Export browser AWS credentials to local development environments fast
AWS Credential Bridge, from Skrollmates, simplifies using browser-based AWS authentication for local development by extracting temporary credentials for command-line and SDK workflows. It turns web authentication sessions into credential text formatted for terminals and environment files, reducing the steps required to configure local profiles. The extension is aimed at cloud engineers, DevOps professionals, and developers who maintain multiple AWS accounts and need a faster way to load temporary credentials into local tooling.
How does the extension convert web sign-ins into usable developer tokens?
The extension automatically detects AWS IAM Identity Center (SSO) and federated authentication events and generates temporary AWS STS credentials for local use. It produces the three-part credential set (Access Key ID, Secret Access Key, Session Token) formatted for the AWS CLI and environment variables, and exposes a one-click copy action so developers can paste ready-made snippets into terminals or credentials files.
Does it keep credentials private and where are they stored?
Credential handling and storage occur strictly inside the browser; the developer states that no sensitive data is transmitted to external servers. The extension requires permission to access AWS-related domains, and it keeps a local credential history log so recent session tokens are available on the same device without remote storage.
How well does it fit into Chromium browsers and developer workflows?
The interface is lightweight and integrates into Chrome, and it also runs on other Chromium-based browsers such as Edge and Brave. Because it captures authentication events from the browser, the extension needs no complex setup to start producing usable credentials, which reduces manual steps when switching roles or accounts during development sessions.

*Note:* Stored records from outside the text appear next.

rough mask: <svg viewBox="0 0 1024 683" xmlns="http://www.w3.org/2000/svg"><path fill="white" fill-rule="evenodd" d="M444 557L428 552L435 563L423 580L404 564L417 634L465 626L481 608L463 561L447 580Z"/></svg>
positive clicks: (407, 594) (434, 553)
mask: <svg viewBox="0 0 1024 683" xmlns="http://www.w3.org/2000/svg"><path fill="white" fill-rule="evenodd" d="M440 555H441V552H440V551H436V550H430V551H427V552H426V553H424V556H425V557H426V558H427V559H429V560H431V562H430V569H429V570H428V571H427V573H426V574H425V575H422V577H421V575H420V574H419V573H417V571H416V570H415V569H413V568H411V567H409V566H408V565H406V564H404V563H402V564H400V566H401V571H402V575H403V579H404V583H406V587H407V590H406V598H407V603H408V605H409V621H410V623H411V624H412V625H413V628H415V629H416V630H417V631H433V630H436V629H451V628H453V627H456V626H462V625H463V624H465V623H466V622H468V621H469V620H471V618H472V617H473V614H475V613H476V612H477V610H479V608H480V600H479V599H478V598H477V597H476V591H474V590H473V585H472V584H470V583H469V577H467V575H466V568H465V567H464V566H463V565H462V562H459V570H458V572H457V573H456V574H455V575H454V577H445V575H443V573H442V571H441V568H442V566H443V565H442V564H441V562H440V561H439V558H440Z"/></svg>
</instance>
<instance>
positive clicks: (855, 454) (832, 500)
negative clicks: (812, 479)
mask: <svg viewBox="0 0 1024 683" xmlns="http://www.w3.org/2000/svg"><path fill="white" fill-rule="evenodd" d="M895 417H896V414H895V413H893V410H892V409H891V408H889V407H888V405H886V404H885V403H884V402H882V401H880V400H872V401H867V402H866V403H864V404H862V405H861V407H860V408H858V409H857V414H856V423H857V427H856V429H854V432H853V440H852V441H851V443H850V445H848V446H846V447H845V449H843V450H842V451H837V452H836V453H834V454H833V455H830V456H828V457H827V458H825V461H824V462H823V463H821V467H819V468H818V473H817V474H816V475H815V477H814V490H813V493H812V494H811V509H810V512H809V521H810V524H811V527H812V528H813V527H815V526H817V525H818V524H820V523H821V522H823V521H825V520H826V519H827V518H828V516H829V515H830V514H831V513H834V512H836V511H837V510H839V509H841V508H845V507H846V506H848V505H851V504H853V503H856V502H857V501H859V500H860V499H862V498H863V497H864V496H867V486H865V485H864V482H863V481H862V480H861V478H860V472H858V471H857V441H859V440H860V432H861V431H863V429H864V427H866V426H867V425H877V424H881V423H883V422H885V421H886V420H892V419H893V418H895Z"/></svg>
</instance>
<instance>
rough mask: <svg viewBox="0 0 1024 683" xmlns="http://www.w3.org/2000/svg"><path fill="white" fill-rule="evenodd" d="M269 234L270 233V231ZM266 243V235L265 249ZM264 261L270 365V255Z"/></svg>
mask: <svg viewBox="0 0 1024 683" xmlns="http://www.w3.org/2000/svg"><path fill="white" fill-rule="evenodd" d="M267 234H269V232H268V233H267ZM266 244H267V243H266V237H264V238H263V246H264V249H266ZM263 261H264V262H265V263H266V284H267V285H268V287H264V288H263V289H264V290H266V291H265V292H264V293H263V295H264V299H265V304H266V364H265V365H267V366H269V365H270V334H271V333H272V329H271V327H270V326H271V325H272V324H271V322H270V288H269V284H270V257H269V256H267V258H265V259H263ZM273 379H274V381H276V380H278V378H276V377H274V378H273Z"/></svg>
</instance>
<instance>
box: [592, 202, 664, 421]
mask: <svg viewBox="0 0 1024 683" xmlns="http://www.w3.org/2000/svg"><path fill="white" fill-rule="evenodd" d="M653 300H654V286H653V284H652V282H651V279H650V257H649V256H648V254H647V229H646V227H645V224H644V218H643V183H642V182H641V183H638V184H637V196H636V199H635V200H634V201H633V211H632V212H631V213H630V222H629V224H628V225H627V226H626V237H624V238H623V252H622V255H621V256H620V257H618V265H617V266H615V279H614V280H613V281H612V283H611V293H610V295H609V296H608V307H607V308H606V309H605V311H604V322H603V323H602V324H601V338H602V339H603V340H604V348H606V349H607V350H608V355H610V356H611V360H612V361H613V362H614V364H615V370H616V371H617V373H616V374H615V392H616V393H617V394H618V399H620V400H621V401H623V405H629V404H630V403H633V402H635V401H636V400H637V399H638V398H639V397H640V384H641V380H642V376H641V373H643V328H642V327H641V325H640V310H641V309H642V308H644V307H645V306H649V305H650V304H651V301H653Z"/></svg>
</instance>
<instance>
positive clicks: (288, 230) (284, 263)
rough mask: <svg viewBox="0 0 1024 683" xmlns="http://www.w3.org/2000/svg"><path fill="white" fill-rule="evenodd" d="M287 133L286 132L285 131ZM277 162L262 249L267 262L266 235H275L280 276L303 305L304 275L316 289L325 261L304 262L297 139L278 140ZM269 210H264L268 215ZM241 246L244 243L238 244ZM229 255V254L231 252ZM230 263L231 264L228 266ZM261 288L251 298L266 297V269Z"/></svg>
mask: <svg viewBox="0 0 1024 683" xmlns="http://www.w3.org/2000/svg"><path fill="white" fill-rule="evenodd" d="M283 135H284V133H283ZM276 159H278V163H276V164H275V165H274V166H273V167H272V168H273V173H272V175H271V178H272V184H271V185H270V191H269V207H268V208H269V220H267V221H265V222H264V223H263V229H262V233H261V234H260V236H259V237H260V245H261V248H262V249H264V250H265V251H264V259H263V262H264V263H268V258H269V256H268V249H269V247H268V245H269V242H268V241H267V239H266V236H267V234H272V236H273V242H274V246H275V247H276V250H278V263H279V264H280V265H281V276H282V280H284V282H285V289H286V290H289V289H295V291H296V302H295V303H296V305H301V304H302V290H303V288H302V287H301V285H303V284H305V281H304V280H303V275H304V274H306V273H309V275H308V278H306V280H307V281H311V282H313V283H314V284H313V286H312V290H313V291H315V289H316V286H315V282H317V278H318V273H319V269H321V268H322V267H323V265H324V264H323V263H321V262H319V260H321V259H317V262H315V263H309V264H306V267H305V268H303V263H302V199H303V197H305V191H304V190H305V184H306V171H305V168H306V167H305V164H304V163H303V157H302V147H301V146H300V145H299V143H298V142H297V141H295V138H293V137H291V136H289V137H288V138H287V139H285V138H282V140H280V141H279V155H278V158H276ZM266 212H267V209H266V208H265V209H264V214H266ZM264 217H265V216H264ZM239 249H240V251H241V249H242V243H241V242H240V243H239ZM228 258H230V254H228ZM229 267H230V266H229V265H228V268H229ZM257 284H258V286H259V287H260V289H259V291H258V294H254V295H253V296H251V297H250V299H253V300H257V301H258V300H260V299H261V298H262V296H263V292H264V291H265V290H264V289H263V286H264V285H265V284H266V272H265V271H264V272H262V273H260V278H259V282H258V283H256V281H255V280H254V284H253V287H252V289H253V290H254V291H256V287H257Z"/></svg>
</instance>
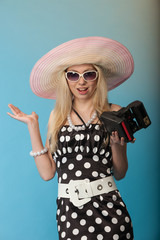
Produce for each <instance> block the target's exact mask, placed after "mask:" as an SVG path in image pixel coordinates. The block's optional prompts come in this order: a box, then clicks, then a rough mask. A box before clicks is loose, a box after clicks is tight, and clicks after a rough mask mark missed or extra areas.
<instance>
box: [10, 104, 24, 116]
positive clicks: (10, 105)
mask: <svg viewBox="0 0 160 240" xmlns="http://www.w3.org/2000/svg"><path fill="white" fill-rule="evenodd" d="M8 107H9V108H10V109H11V111H12V112H13V113H14V114H19V113H20V112H21V111H20V109H19V108H17V107H16V106H14V105H13V104H8Z"/></svg>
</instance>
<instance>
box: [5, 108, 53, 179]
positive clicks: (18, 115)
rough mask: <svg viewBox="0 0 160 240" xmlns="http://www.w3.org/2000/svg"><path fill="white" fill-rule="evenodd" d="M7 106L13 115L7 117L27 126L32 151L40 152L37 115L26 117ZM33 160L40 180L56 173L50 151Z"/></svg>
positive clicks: (48, 142)
mask: <svg viewBox="0 0 160 240" xmlns="http://www.w3.org/2000/svg"><path fill="white" fill-rule="evenodd" d="M8 106H9V108H10V109H11V110H12V112H13V114H11V113H8V115H9V116H11V117H12V118H14V119H16V120H19V121H21V122H24V123H26V124H27V126H28V130H29V134H30V138H31V144H32V151H33V152H37V151H41V150H42V149H43V148H44V147H43V143H42V139H41V135H40V130H39V123H38V115H37V114H36V113H35V112H32V114H31V115H27V114H25V113H23V112H22V111H20V110H19V109H18V108H17V107H15V106H13V105H12V104H9V105H8ZM46 147H47V148H48V149H49V142H48V139H47V141H46ZM34 159H35V163H36V166H37V169H38V171H39V174H40V176H41V177H42V179H44V180H45V181H48V180H50V179H52V178H53V177H54V175H55V172H56V164H55V162H54V161H53V159H52V156H51V153H50V151H49V150H48V152H47V153H45V154H43V155H40V156H37V157H34Z"/></svg>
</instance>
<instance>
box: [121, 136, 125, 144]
mask: <svg viewBox="0 0 160 240" xmlns="http://www.w3.org/2000/svg"><path fill="white" fill-rule="evenodd" d="M121 145H122V146H124V137H121Z"/></svg>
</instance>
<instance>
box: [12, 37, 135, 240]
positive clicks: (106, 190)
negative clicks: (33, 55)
mask: <svg viewBox="0 0 160 240" xmlns="http://www.w3.org/2000/svg"><path fill="white" fill-rule="evenodd" d="M133 68H134V64H133V59H132V56H131V54H130V52H129V51H128V49H127V48H126V47H125V46H123V45H122V44H120V43H119V42H117V41H114V40H111V39H108V38H104V37H87V38H80V39H75V40H71V41H69V42H66V43H64V44H62V45H60V46H58V47H56V48H54V49H53V50H51V51H50V52H49V53H47V54H46V55H45V56H43V57H42V58H41V59H40V60H39V61H38V62H37V63H36V65H35V66H34V68H33V70H32V73H31V78H30V83H31V88H32V91H33V92H34V93H35V94H36V95H38V96H40V97H44V98H49V99H56V105H55V109H54V110H53V111H52V112H51V115H50V118H49V124H48V136H47V140H46V144H45V148H44V146H43V143H42V140H41V136H40V131H39V124H38V115H37V114H36V113H35V112H32V114H31V115H27V114H24V113H23V112H22V111H20V110H19V109H18V108H17V107H15V106H13V105H12V104H9V107H10V109H11V110H12V114H11V113H8V114H9V115H10V116H11V117H13V118H15V119H17V120H19V121H22V122H25V123H26V124H27V126H28V129H29V133H30V136H31V143H32V151H31V153H30V154H31V155H32V156H33V157H34V159H35V162H36V165H37V169H38V171H39V173H40V176H41V177H42V178H43V179H44V180H46V181H47V180H50V179H52V178H53V177H54V175H55V172H56V171H57V174H58V198H57V225H58V232H59V239H60V240H61V239H65V240H73V239H76V240H94V239H95V240H96V239H98V240H103V239H114V240H116V239H123V240H124V239H133V229H132V223H131V219H130V216H129V214H128V211H127V209H126V206H125V204H124V202H123V200H122V198H121V196H120V194H119V191H118V189H117V187H116V184H115V181H114V178H115V179H117V180H120V179H122V178H124V177H125V174H126V172H127V168H128V161H127V155H126V143H125V142H124V139H123V138H119V136H118V133H117V132H112V134H111V135H110V136H109V134H108V133H107V132H106V130H105V128H104V127H103V124H102V123H101V122H100V120H99V116H100V115H101V113H102V112H104V111H117V110H119V109H120V108H121V107H120V106H119V105H116V104H109V103H108V100H107V89H108V90H111V89H113V88H115V87H117V86H118V85H120V84H121V83H123V82H124V81H125V80H126V79H128V78H129V77H130V75H131V74H132V73H133ZM113 176H114V178H113Z"/></svg>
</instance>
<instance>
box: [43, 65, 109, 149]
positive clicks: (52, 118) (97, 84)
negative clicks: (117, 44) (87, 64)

What are the practical limits for team or enterprise use?
The tool focuses on temporary STS sessions derived from browser SSO and federated flows, so it does not provide cloud-backed credential distribution. It therefore suits per-device, developer-centric workflows rather than centralized credential management. The requirement for AWS-domain permissions may pose policy constraints in locked-down environments or corporate browsers.
Recommendation: a focused, per-device utility for developers who need quick local tokens
The extension is a pragmatic choice for developers and DevOps engineers who repeatedly extract browser-based session credentials for local work; its local-only model fits teams that prefer keeping secrets on-device. Expect a narrow scope tied to browser SSO workflows and per-machine use, rather than a replacement for centralized or multi-device credential distribution systems.